İlk kuruluş amacı nasıl deklare edilmişti?
Bilindiği gibi IMF, Amerika’nın dünya hegemonyasını ilan ettiği 1944’te imzalanan Bretton Woods Anlaşması’nın ürünü bir mali kurum. Önceleri görevi ödemeler bilançosu kronik açıklar veren ülkelere destek sağlamak, gerekirse yüzde 10’a kadar devalüasyon için izin vermekti.
İlk itibar yitimini ne zaman, nasıl yaşadı?
Özellikle Vietnam Savaşı’nın etkisi, yükselen enflasyonla ABD doları değer kaybetmeye başlayınca Bretton Woods çöktü, dolar dalgalanmaya bırakıldı. Böylece bir dönem IMF işlevsiz kaldı, misyonu tartışılır hale geldi. Batı ekonomilerinin durgunluğu nedeniyle kredi ihtiyacının daralması, petro dolarların yatırım yapacak mekan aramasıyla uluslararası bankacılık sistemi Türkiye benzeri yoksul ülkelere kredi pompalamaya başladı.

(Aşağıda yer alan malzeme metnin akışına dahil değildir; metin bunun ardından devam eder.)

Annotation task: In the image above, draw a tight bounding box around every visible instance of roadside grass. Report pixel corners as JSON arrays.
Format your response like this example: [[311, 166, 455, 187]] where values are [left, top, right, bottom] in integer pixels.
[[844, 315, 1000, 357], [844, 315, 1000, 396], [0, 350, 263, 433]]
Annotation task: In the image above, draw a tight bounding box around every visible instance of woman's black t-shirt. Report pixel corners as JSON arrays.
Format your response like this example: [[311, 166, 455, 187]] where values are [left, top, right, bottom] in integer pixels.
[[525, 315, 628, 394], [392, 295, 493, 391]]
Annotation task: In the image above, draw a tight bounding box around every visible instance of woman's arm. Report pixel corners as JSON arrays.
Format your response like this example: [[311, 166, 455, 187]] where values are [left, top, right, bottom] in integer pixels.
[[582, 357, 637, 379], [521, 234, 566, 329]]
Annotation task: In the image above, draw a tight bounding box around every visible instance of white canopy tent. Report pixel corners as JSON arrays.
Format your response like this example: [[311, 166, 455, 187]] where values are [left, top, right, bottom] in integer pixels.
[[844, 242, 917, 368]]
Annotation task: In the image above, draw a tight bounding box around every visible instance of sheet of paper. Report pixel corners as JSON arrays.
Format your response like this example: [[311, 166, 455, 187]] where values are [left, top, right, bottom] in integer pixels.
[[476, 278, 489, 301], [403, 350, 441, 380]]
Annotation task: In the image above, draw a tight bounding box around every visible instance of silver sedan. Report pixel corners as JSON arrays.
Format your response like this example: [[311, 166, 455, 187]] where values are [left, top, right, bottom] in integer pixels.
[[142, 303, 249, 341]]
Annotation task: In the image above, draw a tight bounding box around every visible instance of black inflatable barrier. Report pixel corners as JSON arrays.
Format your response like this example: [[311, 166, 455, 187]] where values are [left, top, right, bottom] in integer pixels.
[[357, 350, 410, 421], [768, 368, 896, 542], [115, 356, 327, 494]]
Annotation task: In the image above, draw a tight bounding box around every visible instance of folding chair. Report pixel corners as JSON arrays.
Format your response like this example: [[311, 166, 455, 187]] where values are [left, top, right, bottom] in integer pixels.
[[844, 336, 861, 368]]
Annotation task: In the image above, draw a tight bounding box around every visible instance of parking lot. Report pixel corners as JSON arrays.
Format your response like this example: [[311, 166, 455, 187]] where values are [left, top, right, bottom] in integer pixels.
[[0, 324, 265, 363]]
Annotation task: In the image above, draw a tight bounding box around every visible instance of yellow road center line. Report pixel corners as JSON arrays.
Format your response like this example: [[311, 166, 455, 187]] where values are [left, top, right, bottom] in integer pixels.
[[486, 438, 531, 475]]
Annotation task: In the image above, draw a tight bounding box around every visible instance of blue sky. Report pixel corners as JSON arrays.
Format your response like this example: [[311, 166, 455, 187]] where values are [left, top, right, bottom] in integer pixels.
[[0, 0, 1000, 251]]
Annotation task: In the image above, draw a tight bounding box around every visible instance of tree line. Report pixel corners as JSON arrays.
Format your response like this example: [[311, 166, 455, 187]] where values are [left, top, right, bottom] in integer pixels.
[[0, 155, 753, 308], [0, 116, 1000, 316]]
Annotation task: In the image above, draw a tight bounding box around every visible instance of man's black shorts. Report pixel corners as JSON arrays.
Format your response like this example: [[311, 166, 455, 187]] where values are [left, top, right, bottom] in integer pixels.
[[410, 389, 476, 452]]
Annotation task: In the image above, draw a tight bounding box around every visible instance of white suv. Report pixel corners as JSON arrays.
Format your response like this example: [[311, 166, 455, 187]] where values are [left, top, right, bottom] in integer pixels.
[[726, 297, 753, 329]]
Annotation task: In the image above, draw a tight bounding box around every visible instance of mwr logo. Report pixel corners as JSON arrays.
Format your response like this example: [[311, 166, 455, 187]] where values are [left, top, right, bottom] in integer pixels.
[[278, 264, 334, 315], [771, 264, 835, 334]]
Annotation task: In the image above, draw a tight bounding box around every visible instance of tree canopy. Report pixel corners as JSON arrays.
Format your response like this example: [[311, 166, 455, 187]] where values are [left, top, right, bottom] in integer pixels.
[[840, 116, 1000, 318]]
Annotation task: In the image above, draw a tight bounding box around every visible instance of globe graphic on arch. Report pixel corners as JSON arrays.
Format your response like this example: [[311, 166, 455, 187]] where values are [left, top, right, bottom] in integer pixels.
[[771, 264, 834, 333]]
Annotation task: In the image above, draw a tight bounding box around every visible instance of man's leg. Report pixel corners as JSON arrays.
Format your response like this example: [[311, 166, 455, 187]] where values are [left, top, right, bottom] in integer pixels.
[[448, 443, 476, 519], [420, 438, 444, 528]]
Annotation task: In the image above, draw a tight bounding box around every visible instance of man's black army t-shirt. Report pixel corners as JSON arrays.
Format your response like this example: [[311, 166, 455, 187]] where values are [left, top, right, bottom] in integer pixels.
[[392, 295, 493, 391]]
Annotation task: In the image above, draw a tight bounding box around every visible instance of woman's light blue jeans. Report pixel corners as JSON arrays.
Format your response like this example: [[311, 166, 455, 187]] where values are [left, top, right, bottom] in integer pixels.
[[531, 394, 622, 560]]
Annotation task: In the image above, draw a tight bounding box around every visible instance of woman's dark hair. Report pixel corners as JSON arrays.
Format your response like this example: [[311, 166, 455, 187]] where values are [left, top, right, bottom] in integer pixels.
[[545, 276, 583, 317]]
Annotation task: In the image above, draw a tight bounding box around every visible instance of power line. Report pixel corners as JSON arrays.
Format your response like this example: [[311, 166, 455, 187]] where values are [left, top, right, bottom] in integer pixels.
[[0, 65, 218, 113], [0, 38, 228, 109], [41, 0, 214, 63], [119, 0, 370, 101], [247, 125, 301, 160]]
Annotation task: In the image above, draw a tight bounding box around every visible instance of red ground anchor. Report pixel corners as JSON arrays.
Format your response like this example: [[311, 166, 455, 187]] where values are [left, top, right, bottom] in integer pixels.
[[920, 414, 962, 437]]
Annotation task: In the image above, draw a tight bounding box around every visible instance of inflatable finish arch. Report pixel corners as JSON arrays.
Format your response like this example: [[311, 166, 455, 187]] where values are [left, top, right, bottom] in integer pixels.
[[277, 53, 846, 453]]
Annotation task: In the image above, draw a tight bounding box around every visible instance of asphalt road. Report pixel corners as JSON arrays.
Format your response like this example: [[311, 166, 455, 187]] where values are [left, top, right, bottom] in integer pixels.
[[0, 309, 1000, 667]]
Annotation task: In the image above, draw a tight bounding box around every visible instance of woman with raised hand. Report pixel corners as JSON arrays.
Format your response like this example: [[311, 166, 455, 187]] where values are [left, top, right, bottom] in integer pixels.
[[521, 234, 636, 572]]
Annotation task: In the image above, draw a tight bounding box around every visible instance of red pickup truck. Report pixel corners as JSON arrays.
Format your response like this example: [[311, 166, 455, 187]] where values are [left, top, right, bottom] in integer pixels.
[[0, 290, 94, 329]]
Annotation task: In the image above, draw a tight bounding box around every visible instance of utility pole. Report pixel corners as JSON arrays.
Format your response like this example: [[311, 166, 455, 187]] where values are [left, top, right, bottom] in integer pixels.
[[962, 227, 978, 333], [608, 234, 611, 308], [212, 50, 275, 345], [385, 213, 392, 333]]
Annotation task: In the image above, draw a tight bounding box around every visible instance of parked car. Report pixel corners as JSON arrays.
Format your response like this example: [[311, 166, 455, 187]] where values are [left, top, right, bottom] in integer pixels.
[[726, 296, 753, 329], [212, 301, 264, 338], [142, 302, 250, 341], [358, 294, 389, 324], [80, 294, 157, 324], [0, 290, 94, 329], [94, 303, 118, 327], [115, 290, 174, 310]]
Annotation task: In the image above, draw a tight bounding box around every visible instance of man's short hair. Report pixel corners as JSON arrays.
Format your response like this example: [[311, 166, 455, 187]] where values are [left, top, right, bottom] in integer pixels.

ABD’nin 70’lerin sonunda sıkı para politikaları uygulaması “monetarizme” geçilmesiyle değişken faizli kredilerin maliyeti çok yükseldi, Meksika’nın dış borç ödemelerini askıya almasıyla “dünya borç krizi” patlak verdi. Bu aynı zamanda IMF’nin “ikinci doğuşu” anlamına da geliyordu. Türkiye, Latin Amerika ve benzeri ülkeleri işçi sınıfını baskı altına alıp, iç talebi canlandırıp, “ihracata yönelik kalkınma” rotasına sokmak IMF’ye düştü. Washingthon’dan yakılacak “yeşil ışık” uluslararası piyasalardan borçlanmanın teminatı haline geldi.